“Visitor for Dawkins,” shouts the corrections officer.
I am at the edge of my metal chair, but in my nervousness, fail to recognize the name.
“Dawkins?” he repeats.
I leap up, nod at him and enter. I sit at another metal chair, arranged in a row next to mostly African American women. Everyone’s removed his or her footwear. I do the same, unzipping my boots. I have already been subjected to an ionic scan for narcotics. Now I get called for frisking. A female officer ensures I’m not smuggling in any contraband. I have a tiny metal hair clip in my pocket. The officer asks me to pin it in my hair. I am waved through.
I walk through double doors into a large cafeteria-like hall. It is filled with plastic furniture in bright, primary colors. Child-sized green, yellow, blue, and red chairs and tables fill the linoleum floors. African American men at an average height of six feet occupy them, their long legs squeezed uncomfortably in the tiny space between the tables and chairs.
I walk to table 66. It is a bright yellow. I sit on a plastic chair and wait for Dawkins. I don’t remember how he looked in court. He had been in a gray sweatshirt, but usually had his back turned to me. I have never seen him from close quarters.
Men stream in and hug and kiss their women. They are young. The women are even more so, and many have babies. Their grittiness belies their age. It is touching to see young fathers reuniting with their sons and daughters, but I remember the young boy sitting next to me on the bus to Rikers Island.
Crossing the bridge into the prison, a young boy, probably all of five, sat next to me.

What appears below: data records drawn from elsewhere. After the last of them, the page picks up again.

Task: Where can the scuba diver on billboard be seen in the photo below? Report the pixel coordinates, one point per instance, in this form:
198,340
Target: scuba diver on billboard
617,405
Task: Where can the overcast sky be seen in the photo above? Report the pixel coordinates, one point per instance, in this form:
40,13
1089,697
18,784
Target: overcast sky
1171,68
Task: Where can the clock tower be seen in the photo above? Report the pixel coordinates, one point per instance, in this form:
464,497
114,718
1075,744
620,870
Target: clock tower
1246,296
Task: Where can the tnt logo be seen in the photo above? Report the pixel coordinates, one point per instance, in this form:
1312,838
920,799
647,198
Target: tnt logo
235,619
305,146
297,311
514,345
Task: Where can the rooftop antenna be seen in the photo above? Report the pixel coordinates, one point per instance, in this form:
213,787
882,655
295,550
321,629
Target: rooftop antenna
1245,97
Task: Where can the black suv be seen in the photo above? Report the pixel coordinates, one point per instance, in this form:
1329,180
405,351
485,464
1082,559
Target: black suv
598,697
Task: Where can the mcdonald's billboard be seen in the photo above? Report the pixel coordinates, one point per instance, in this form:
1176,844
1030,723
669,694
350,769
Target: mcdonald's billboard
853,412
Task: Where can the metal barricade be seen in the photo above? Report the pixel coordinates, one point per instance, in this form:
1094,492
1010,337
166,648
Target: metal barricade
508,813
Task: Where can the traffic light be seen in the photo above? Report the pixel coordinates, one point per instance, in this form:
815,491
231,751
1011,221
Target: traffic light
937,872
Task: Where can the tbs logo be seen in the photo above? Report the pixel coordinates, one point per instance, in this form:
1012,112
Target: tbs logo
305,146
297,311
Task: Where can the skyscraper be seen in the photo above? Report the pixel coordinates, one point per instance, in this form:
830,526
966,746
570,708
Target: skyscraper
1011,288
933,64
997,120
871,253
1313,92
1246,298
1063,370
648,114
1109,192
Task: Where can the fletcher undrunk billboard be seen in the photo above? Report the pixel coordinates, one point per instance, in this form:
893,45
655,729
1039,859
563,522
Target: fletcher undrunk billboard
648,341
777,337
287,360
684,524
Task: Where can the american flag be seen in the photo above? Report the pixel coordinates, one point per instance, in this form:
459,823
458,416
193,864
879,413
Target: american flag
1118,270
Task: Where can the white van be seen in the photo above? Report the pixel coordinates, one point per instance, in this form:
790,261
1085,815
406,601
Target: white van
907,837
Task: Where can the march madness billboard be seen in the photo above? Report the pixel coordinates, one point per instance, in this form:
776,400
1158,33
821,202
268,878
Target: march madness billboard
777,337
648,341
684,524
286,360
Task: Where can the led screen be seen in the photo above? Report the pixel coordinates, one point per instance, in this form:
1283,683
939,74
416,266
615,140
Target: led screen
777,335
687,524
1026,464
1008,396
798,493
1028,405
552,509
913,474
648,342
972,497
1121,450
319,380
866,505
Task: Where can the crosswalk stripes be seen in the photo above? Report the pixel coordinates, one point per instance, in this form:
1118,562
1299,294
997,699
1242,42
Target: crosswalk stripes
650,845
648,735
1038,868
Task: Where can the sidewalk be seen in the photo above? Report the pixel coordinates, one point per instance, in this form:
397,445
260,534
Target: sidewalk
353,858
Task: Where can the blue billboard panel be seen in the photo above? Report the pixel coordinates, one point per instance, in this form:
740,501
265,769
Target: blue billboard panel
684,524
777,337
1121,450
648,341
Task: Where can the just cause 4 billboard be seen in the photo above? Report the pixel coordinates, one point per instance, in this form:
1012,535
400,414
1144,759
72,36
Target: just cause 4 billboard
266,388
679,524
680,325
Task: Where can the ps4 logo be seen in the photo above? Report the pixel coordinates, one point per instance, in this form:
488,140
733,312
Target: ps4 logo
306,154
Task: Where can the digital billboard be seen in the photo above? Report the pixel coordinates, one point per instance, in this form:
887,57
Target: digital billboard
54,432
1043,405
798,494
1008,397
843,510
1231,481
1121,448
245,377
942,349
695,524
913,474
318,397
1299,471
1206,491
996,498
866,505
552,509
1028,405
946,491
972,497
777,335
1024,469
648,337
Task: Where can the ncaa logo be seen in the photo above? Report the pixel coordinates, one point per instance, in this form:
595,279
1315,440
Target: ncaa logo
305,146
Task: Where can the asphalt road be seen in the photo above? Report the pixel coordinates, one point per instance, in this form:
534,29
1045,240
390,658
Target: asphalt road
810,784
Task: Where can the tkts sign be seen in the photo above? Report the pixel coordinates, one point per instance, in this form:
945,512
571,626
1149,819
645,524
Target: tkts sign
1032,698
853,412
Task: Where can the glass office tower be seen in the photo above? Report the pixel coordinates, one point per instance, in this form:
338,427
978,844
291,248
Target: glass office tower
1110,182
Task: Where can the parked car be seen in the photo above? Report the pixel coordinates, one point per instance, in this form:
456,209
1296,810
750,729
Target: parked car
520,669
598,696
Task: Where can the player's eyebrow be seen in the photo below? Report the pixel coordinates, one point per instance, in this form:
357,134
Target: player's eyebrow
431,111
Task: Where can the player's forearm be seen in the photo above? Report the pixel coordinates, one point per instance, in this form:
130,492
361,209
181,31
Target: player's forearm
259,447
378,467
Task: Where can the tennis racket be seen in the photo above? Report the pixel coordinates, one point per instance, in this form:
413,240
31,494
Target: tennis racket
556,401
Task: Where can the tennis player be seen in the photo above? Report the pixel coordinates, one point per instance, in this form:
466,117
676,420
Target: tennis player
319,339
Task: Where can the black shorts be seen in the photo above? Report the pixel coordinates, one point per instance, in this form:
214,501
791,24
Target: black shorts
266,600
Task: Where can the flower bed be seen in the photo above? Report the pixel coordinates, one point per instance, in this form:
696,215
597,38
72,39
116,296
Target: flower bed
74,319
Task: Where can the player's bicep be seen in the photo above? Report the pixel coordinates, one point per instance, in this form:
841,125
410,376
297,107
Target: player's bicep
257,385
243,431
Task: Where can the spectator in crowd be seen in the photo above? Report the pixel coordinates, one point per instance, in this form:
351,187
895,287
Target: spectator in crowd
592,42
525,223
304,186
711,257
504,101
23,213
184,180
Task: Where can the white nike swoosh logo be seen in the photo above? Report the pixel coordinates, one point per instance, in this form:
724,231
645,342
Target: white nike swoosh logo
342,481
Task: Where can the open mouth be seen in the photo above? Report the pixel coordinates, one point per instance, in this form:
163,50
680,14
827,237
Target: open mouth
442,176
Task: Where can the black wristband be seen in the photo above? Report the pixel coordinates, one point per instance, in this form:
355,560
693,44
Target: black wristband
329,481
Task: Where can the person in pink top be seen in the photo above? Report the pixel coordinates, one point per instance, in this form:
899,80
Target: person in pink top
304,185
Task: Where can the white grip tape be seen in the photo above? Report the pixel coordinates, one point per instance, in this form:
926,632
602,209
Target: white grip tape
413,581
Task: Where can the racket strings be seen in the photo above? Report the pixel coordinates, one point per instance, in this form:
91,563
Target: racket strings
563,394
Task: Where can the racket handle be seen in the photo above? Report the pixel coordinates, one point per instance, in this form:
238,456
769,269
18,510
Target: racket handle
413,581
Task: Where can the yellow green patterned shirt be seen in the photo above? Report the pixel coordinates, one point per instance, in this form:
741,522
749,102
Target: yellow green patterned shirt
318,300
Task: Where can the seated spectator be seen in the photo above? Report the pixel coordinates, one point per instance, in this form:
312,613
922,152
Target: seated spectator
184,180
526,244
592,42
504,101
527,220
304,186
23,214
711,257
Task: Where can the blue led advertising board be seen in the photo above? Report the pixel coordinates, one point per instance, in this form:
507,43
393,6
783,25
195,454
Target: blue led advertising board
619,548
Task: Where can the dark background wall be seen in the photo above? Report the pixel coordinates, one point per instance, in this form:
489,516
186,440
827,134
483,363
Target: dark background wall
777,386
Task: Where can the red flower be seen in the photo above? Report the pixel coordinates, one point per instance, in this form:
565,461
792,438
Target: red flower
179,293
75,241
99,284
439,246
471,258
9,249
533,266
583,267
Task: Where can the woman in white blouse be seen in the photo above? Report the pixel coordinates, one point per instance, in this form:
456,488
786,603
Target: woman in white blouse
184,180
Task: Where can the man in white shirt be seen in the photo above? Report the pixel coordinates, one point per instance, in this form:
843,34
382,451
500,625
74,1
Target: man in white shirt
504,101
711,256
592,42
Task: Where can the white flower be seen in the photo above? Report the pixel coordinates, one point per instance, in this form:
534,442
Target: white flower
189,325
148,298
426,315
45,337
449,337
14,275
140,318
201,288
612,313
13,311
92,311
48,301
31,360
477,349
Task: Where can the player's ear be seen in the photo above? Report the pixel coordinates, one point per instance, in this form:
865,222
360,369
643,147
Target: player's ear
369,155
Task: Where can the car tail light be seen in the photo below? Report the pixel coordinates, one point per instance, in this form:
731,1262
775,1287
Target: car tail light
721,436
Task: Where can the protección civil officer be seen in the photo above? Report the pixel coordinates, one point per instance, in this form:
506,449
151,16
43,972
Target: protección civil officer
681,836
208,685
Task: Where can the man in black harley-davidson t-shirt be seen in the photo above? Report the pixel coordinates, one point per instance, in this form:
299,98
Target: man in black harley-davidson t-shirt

His gray hoodie was drawn over his head, his blue eyes partly shaded. His grandmother accompanied him. Rikers is no place for a child on a Sunday morning, I thought. What drives men to commit crimes even when knowing their responsibilities, knowing that they have their sons and daughters to care for?
Dawkins arrives. He looks like his dad, but younger and taller. I pump his hand nervously thinking, ‘the same hands that killed twice.’ He sits opposite me, and I introduce myself. He wears a gray jumpsuit, torn at the crotch. He has seven tattoos, none from prison, he assures me. Tattoos acquired in prison are a sign of gang affiliation. We talk.
I ask him at one point why he was carrying a steak knife in his pocket at the age of 14? Dawkins stabbed a boy in the neck, severing a major artery and killing him—his first murder. It is a silly question. Growing up in Jamaica, Queens at the height of the crack epidemic, it would be silly not to.
He smiles, his first smile. It lights up his face, revealing for an instant something deeper, a shade of the personality he has been hiding. His lightly bearded cheek dimples.
Then it closes up. He launches into his lie, repeating it again and again with increasing pitch and crescendo. He touches my knee to reinforce his point. My body strains against the light touch.
I am disappointed. I expected an ideal character for my narrative, but the perfect is often the exception rather than the rule. He is what he is, perfectly human.